Reference Table: Rick (Face Cord) vs. Full Cord
| Measurement | Rick / face cord (16 in logs) | Full cord |
|---|---|---|
| Dimensions | 4 ft x 8 ft x 16 in deep | 4 ft x 8 ft x 4 ft deep |
| Volume | ~43 cu ft | 128 cu ft |
| Fraction of a cord | ~1/3 | 1 (whole) |
| Typical piece count | ~180-325 pieces | ~540-975 pieces |
Common Mistakes to Avoid
- Confusing a rick (face cord) with a full cord — a rick is only about 1/3 the volume of a full cord (roughly 43 cu ft vs. 128 cu ft), so paying a full-cord price for a rick is a significant overpay.
- Assuming rick logs are 4 ft long — that is the depth of a FULL cord’s stacking, not a rick. Rick/face-cord logs are almost always cut to stove-length, commonly 16-18 in.
- Expecting an exact universal piece count — because split sizes vary so much between suppliers and even within one stack, piece-count figures are always an approximation, unlike the well-defined volume measurement.
- Not confirming your log length before buying — since rick volume is directly tied to log length, a rick of 18 in splits contains meaningfully more wood than a rick of 16 in splits.
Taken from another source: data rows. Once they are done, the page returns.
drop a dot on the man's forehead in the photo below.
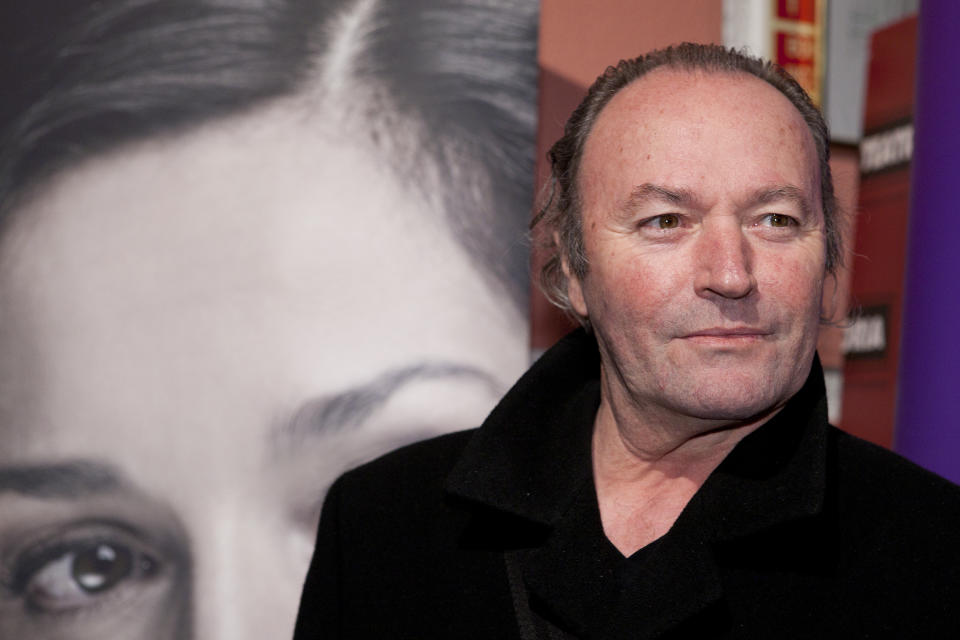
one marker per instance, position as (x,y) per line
(668,91)
(714,133)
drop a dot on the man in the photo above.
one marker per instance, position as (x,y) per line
(669,472)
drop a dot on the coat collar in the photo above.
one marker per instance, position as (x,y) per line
(532,454)
(531,459)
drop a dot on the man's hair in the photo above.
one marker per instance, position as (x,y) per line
(561,212)
(84,77)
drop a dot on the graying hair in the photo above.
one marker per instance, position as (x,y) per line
(561,208)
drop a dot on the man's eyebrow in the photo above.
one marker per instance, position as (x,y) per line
(648,192)
(66,480)
(353,407)
(789,193)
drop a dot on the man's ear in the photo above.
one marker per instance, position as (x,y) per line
(574,286)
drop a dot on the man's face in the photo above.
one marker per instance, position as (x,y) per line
(196,336)
(703,228)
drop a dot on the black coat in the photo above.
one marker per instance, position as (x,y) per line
(802,532)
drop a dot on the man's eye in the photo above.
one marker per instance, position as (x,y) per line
(73,576)
(779,220)
(663,222)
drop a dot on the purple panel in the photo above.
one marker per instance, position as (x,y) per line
(928,398)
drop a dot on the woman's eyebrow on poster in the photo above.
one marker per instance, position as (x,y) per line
(353,407)
(63,480)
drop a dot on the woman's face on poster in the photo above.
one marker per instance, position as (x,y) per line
(196,336)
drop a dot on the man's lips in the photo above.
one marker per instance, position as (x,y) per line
(727,335)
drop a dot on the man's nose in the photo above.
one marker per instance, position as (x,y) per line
(724,261)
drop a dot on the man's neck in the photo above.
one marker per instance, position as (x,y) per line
(645,474)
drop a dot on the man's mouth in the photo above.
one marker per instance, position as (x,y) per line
(728,335)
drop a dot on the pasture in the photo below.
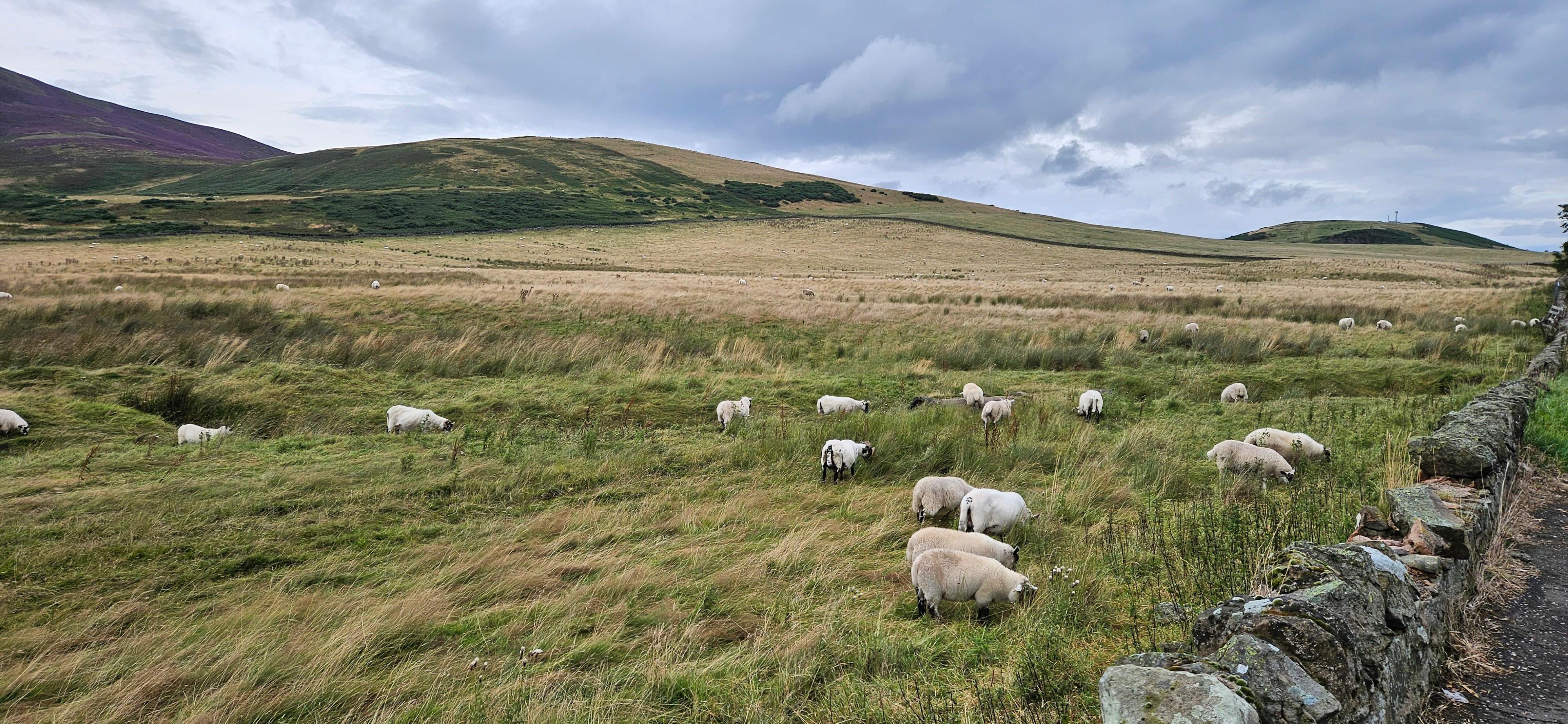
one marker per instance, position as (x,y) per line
(316,568)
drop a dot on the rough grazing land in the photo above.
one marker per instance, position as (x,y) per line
(314,568)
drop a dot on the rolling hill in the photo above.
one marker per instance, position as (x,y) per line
(1368,233)
(56,140)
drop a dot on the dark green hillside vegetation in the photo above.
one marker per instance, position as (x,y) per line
(1368,233)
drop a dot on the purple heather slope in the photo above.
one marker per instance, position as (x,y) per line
(56,117)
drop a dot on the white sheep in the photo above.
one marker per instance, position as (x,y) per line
(956,576)
(973,394)
(1241,458)
(733,408)
(195,435)
(979,545)
(12,424)
(1294,447)
(1092,405)
(405,419)
(833,404)
(937,496)
(841,457)
(992,512)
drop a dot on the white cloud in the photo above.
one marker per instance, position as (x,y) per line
(888,71)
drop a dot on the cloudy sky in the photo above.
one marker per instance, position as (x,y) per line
(1196,117)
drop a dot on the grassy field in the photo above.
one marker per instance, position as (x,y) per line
(314,568)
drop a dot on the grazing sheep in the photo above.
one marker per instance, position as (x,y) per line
(841,457)
(937,496)
(733,408)
(195,435)
(995,411)
(12,424)
(979,545)
(1241,458)
(833,404)
(1092,407)
(973,394)
(405,419)
(1294,447)
(946,574)
(990,512)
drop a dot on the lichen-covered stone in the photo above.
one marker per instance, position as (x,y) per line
(1141,695)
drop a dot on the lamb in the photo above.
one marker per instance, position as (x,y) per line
(973,394)
(990,512)
(405,419)
(937,496)
(1291,446)
(833,404)
(995,413)
(1250,460)
(979,545)
(733,408)
(1092,405)
(956,576)
(841,457)
(12,424)
(195,435)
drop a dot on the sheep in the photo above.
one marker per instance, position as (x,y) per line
(956,576)
(937,496)
(733,408)
(973,394)
(405,419)
(833,404)
(1092,405)
(12,424)
(1294,447)
(1241,458)
(979,545)
(195,435)
(995,413)
(841,457)
(990,512)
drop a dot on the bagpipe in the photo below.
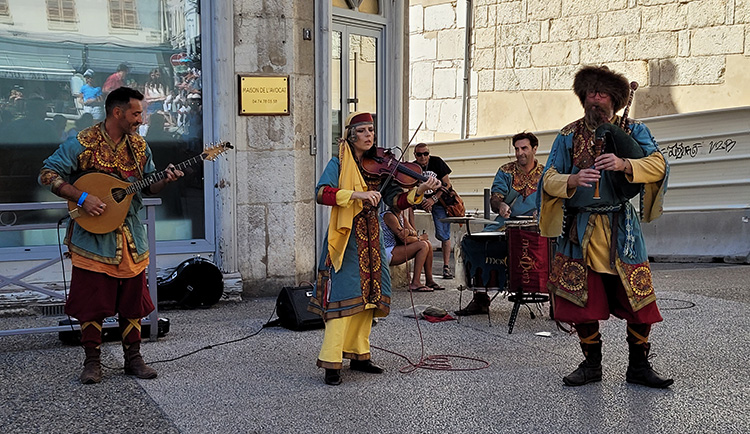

When the Estimate May Be Wrong
Piece-count estimates in this calculator are approximate and can vary significantly based on how large, how round, and how consistently split the individual pieces are — tightly and uniformly split, smaller-diameter pieces pack more pieces into the same volume than large, irregular splits. The volume-based figures (cubic feet and fraction of a cord) are far more reliable than the piece-count estimate, since volume is a fixed geometric calculation while piece count depends on splitting technique.
FAQs
Is a rick of wood the same as a face cord?
Yes — most firewood sellers use “rick” and “face cord” interchangeably to describe a stack 4 ft high, 8 ft long, and one log-length deep (commonly 16-18 in).
How many ricks equal one full cord?
For standard 16 in log lengths, 3 ricks equal one full cord (since a full cord is 4 ft deep and 16 in is almost exactly 1/3 of 4 ft).
How many pieces of wood are in a rick?
It varies by split size, but a rick commonly holds somewhere around 180 to 325 individual pieces — smaller, more uniform splits pack in more pieces than large, irregular ones.
Why do firewood sellers use ricks instead of full cords?
A rick is a more manageable, deliverable unit that matches common stove log lengths, and lets buyers purchase a smaller quantity than a full cord if that better matches their storage space or seasonal needs.
Sources and Methodology
Rick/face-cord dimensions and the 1/3-of-a-cord relationship (for standard 16 in logs) sourced from Cutting Edge Firewood, FirePitSurplus, and Firewood Flex published firewood-measurement guides, cross-referenced against the standard 128 cubic foot (4x4x8 ft) legal cord definition used by U.S. weights-and-measures agencies. Piece-count ranges reflect the range commonly cited across multiple firewood-industry sources, since exact counts vary by split size.